22 Jun 2012
One of my favorite movies is Woody Allen’s Annie Hall. If you’re my age and you haven’t seen it, I usually tell people it’s like When Harry Met Sally, except really good. The movie opens with Woody Allen’s character Alvy Singer explaining that he would “never want to belong to any club that would have someone like me for a member”, a quotation he attributes to Groucho Marx (or Freud).
Last week I posted a link to ASA President Robert Rodriguez’s column in Amstat News about big data. In the post I asked what was wrong with the column and there were a few good comments from readers. In particular, Alex wrote:
When discussing what statisticians need to learn, he focuses on technological changes (distributed computing, Hadoop, etc.) and the use of unstructured text data. However, Big Data requires a change in perspective for many statisticians. Models must expand to address the levels of complexity that massive datasets can reveal, and many standard techniques are limited in utility.
I agree with this, but I don’t think it goes nearly far enough.
The key element missing from the column was the notion that statistics should take a leadership role in this area. I was disappointed by the lack of a more expansive vision displayed by the ASA President and the ASA’s unwillingness to claim a leadership position for the field. Despite the name “big data”, big data is really about statistics and statisticians should really be out in front of the field. We should not be observing what is going on and adapting to it by learning some new technologies or computing techniques. If we do that, then as a field we are just leading from behind. Rather, we should be defining what is important and should be driving the field from both an educational and research standpoint.
However, the new era of big data poses a serious dilemma for the statistics community that needs to be addressed before real progress can be made, and that’s what brings me to Alvy Singer’s conundrum.
There’s a strong tradition in statistics of being the “outsiders” to whatever field we’re applying our methods to. In many cases, we are the outsiders to scientific investigation. Even if we are neck deep in collaborating with scientists and being involved in scientific work, we still maintain our ability to criticize and judge scientists because we are “outsiders” trained in a different set of (important) skills. In many ways, this is a Good Thing. The outsider status is important because it gives us the freedom to be “arbiters” and to ensure that scientists are doing the “right” things. It’s our job to keep people honest. However, being an arbiter by definition means that you are merely observing what is going on. You cannot be leading what is going on without losing your ability to arbitrate in an unbiased manner.
Big data poses a challenge to this long-standing tradition because all of the sudden statistics and science are more intertwined then ever before and statistical methodology is absolutely critical to making inferences or gaining insight from data. Because now there are data in more places than ever before, the demand for statistics is in more places than ever before. We are discovering that we can either teach people to apply the statistical methods to their data, or we can just do it ourselves!

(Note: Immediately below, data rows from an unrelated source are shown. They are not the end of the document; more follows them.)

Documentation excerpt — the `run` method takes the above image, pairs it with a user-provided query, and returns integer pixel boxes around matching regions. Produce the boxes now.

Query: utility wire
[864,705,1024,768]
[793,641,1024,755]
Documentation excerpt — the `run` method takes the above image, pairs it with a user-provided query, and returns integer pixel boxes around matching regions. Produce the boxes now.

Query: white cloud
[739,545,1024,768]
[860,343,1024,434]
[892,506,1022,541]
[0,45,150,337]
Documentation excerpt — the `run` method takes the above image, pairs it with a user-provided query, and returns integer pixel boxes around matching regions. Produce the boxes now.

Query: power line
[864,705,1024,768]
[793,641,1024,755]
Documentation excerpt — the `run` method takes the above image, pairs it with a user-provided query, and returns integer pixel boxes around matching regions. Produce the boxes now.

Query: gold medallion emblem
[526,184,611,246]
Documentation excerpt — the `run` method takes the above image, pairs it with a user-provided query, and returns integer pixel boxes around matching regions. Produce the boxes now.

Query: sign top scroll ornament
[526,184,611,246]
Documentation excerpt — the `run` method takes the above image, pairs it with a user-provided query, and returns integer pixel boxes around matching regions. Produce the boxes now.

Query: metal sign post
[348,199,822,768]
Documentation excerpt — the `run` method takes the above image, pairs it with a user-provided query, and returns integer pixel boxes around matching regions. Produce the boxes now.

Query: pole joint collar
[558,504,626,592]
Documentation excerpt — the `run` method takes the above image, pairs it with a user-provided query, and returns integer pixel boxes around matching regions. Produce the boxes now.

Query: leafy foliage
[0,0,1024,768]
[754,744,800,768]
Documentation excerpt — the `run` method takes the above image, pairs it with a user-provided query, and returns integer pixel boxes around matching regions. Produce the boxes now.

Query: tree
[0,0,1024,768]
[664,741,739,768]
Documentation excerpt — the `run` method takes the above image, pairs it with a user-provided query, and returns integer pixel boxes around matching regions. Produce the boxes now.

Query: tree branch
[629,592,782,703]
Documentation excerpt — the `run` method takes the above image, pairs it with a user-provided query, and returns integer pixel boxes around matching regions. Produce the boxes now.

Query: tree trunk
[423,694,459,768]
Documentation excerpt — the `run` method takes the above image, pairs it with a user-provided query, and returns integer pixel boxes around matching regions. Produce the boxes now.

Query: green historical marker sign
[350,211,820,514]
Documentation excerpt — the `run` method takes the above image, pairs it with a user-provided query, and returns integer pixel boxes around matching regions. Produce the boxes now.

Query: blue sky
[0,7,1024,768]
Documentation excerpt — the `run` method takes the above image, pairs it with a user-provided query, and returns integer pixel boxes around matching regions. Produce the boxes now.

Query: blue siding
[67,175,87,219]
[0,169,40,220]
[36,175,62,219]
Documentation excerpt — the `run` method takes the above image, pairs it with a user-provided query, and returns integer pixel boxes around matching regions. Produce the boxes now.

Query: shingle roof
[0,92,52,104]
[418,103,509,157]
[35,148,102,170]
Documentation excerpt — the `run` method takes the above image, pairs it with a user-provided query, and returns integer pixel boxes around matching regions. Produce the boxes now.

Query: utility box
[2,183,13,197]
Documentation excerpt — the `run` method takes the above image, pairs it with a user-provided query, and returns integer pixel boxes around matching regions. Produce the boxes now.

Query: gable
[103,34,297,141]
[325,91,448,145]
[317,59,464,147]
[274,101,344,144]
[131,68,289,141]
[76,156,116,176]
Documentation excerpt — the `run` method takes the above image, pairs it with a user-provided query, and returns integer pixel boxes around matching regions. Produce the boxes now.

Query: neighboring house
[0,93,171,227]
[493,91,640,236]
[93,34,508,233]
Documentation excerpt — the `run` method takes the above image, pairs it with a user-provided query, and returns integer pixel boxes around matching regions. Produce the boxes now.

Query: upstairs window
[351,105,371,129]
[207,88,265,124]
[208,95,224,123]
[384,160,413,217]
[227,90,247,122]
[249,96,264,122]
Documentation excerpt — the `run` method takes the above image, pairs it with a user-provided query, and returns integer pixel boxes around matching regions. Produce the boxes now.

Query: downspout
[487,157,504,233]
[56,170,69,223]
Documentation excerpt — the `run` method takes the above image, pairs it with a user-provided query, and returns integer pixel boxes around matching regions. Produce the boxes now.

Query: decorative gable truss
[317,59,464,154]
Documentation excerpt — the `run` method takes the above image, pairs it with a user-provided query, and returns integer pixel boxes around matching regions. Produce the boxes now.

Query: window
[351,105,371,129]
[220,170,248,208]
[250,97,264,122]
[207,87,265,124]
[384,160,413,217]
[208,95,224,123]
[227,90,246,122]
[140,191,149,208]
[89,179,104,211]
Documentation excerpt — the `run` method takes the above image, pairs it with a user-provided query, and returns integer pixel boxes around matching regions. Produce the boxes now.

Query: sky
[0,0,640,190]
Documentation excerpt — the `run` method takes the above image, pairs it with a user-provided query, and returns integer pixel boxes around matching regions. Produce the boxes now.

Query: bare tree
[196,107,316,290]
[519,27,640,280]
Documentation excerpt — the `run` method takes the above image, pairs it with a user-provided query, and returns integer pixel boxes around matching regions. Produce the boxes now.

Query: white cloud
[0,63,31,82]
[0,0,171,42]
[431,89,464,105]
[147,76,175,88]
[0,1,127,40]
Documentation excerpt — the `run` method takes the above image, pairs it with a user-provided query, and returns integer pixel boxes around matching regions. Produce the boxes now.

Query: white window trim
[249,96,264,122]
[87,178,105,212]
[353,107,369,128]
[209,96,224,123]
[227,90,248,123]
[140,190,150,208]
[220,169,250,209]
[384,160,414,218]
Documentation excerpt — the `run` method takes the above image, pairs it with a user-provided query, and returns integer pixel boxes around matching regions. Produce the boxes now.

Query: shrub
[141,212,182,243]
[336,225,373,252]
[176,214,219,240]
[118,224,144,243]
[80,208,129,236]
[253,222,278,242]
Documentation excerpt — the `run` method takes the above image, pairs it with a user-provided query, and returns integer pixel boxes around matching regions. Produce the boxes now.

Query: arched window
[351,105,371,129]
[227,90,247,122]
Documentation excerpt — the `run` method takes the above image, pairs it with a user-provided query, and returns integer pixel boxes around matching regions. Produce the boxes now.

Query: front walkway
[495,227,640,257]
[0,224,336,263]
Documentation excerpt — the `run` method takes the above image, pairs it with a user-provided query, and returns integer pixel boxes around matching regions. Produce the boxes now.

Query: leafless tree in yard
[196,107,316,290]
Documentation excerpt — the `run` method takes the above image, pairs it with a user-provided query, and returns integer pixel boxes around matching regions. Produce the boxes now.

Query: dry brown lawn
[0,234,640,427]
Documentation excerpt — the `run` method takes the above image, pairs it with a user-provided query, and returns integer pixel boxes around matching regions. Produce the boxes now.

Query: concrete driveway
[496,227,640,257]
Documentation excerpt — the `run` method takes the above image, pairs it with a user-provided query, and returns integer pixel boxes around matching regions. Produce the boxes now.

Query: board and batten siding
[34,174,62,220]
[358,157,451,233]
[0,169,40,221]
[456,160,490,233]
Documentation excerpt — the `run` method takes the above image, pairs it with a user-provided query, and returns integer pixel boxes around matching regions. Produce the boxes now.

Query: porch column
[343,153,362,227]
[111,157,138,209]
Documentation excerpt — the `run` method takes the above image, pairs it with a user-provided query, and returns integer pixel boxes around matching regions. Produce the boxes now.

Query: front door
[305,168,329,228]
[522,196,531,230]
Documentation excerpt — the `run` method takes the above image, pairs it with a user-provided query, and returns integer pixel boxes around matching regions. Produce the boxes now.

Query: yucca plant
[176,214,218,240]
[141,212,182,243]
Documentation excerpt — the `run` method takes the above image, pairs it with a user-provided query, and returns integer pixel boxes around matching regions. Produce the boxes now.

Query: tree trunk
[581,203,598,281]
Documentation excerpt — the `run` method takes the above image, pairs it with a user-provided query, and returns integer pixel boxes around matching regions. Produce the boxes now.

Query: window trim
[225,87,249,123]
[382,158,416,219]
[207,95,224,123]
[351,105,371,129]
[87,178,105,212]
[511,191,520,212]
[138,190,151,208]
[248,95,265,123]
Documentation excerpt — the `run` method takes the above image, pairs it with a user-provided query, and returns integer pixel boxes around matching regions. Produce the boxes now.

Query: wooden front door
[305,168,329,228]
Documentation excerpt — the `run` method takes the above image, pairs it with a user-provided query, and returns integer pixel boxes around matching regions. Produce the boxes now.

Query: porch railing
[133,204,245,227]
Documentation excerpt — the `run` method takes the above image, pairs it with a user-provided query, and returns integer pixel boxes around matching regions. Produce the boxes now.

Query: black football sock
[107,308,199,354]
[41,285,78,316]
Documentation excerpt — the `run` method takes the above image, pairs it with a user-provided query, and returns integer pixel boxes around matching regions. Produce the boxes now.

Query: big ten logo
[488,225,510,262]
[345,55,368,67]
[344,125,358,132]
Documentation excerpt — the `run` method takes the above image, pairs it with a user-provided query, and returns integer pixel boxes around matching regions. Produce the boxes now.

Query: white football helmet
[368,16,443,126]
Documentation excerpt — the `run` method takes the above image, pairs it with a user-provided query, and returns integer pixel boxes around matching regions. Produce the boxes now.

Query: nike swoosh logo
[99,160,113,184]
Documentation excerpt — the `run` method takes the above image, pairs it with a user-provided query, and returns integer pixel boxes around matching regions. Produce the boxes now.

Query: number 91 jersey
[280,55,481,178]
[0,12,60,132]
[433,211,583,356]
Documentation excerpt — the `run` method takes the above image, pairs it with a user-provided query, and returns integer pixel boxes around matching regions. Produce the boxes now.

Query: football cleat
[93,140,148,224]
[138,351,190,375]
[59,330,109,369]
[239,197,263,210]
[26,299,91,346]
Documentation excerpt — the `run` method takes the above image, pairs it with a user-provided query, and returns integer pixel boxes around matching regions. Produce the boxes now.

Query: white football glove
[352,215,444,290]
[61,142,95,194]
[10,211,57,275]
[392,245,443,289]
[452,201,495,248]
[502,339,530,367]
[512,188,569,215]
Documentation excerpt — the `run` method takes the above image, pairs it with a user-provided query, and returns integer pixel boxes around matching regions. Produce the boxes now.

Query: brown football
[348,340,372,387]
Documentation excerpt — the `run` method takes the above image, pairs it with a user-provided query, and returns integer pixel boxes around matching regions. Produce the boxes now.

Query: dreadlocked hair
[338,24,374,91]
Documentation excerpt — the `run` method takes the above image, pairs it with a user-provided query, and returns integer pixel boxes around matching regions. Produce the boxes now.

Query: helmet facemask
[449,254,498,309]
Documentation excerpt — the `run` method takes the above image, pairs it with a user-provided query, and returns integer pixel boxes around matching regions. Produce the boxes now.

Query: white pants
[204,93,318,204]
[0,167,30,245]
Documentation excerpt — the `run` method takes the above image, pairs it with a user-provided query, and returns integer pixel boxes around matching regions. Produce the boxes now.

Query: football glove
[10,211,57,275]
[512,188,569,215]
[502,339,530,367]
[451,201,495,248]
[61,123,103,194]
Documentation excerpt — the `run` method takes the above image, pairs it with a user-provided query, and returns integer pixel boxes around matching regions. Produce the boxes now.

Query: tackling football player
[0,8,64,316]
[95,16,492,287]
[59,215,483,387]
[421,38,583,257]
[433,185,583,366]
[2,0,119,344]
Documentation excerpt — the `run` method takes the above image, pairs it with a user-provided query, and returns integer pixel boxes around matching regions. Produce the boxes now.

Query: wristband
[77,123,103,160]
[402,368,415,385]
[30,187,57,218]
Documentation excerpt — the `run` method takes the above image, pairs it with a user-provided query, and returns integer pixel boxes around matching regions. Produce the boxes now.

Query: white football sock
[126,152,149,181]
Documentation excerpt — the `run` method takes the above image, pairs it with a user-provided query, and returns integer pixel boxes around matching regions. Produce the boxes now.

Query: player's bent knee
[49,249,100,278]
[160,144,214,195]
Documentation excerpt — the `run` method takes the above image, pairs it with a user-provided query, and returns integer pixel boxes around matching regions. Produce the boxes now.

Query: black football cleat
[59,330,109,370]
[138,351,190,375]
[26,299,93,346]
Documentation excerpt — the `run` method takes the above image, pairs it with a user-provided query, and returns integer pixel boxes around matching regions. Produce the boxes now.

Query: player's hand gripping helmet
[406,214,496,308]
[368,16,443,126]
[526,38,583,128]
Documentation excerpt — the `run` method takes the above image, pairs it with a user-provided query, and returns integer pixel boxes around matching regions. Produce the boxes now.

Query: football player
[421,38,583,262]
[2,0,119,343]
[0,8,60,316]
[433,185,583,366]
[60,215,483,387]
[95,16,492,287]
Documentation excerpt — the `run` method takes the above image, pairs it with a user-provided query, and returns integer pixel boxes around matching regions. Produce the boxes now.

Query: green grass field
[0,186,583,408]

This development presents an enormous opportunity for statisticians to play a new leadership role in scientific investigations because we have the skills to extract information from the data that no one else has (at least for the moment). But now we have to choose between being “in the club” by leading the science or remaining outside the club to be unbiased arbiters. I think as an individual it’s very difficult to be both simply because there are only 24 hours in the day. It takes an enormous amount of time to learn the scientific background required to lead scientific investigations and this is piled on top of whatever statistical training you receive.
However, I think as a field, we desperately need to promote both kinds of people, if only because we are the best people for the job. We need to expand the tent of statistics and include people who are using their statistical training to lead the new science. They may not be publishing papers in the Annals of Statistics or in JASA, but they are statisticians. If we do not move more in this direction, we risk missing out on one of the most exciting developments of our lifetime.
20 Jun 2012
This is the second in my series on pro tips for graduate students in statistics/biostatistics. For more tips, see part 1.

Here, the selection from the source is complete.